Anton Søjberg

Personal information
- Full name: Anton Søjberg Horup
- Date of birth: 21 December 2000 (age 25)
- Place of birth: Aarhus, Denmark
- Height: 1.86 m (6 ft 1 in)
- Position: Centre-forward

Team information
- Current team: Bhayangkara Presisi
- Number: 9

Youth career
- –2016: VSK Aarhus
- 2017: AGF Aarhus
- 2017: Brabrand IF

Senior career*
- Years: Team / Apps / (Gls)
- 2018–2021: Brabrand IF / 38 / (12)
- 2021: Skive IK / 3 / (1)
- 2021–2023: Vendsyssel FF / 32 / (7)
- 2023: HK Kópavogur / 9 / (4)
- 2024: B36 Tórshavn / 26 / (9)
- 2025: Monterey Bay / 26 / (8)
- 2026: East Bengal / 10 / (1)
- 2026–: Bhayangkara Presisi / 2 / (0)

= Anton Søjberg =

Danish footballer (born 2000)

Anton Søjberg (born 21 December 2000) is a Danish professional footballer who plays as a forward for Super League club Bhayangkara Presisi. He has previously played for HK Kópavogur in Úrvalsdeildin, the Icelandic top division, Vendsyssel FF in the Danish first division

==Career==
Søjberg spent his youth career in VSK Aarhus. As a 16-year-old he moved to the top-tier club AGF Aarhus, but was not able to gain a professional contract. He then decided to move to the suburban club Brabrand IF in Aarhus, where his father was coach. Anton Søjberg soon managed to establish himself as a senior player in Brabrand IF. He enjoyed great success, and soon attracted interest from bigger clubs in the area.

In 2021 he left Brabrand IF for professional football. After a short intermezzo as parttimer in Skive IK he gained a full time contract in Vendsyssel FF. Anton Søjberg played in Vendsyssel FF for two years, and was then offered a new contract. He turned the offer down, and moved to Iceland to play for HK Kópavogur. After a few months in Iceland it became clear to him, that the club could not match his ambitions, and he decided to use a clause in his contract to have it terminated.

A short time before the transfer deadline Anton Søjberg moved to B36 Tórshavn, who is a regular participant in European club competitions. He had a convincing debut by scoring both goals in the match against KÍ Klaksvik, who have been champions for the last two seasons, and also participated in the 2023 group stage in UEFA Europa Conference League.
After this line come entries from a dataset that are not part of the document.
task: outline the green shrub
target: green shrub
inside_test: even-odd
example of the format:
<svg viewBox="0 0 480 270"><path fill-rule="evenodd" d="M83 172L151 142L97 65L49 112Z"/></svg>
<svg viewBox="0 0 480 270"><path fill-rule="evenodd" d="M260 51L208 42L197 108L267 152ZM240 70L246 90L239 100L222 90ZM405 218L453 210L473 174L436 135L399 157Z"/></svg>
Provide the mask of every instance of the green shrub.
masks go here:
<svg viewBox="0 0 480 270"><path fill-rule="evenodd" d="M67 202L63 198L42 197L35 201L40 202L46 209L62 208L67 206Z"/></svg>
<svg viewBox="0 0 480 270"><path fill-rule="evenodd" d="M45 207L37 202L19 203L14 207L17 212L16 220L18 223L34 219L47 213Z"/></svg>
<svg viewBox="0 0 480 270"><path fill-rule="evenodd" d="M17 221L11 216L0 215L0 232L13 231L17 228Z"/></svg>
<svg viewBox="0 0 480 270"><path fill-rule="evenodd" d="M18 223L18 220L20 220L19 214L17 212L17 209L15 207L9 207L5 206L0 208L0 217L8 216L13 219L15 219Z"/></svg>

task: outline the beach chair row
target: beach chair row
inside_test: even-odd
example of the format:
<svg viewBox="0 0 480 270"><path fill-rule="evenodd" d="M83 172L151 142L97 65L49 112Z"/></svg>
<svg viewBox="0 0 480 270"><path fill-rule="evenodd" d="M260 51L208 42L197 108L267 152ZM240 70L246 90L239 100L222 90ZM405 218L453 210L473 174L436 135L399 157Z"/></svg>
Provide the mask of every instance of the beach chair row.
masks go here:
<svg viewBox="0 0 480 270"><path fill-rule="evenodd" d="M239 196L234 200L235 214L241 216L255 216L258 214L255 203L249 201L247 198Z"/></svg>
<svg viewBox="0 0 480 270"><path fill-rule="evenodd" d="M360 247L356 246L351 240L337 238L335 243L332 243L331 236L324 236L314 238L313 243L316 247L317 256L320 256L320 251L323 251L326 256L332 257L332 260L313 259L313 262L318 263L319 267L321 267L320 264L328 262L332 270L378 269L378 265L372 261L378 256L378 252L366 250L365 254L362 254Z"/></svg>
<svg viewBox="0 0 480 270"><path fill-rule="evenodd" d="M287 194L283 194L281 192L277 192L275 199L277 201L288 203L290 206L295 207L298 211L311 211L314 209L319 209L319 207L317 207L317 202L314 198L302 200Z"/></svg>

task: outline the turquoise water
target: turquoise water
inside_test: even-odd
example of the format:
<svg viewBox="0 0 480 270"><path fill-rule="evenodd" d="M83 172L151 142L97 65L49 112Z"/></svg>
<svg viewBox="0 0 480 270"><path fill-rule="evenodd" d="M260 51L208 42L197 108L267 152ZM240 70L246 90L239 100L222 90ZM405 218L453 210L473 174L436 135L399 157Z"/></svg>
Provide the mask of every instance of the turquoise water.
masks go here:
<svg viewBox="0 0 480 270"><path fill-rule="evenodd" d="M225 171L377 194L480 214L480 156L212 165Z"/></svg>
On 30 December 2024, Monterey Bay FC in the American USL Championship announced they had signed Søjberg to a one-year contract. Søjberg departed the club following the 2025 season after his contract option was not activated.

On 17 February 2026, East Bengal FC of the Indian Super League announced the signing of Søjberg.

On 27 August 2026, Søjberg completed a transfer to Southeast Asia, officially signing with Indonesian top-flight side Bhayangkara Presisi ahead of the 2026–27 Super League campaign.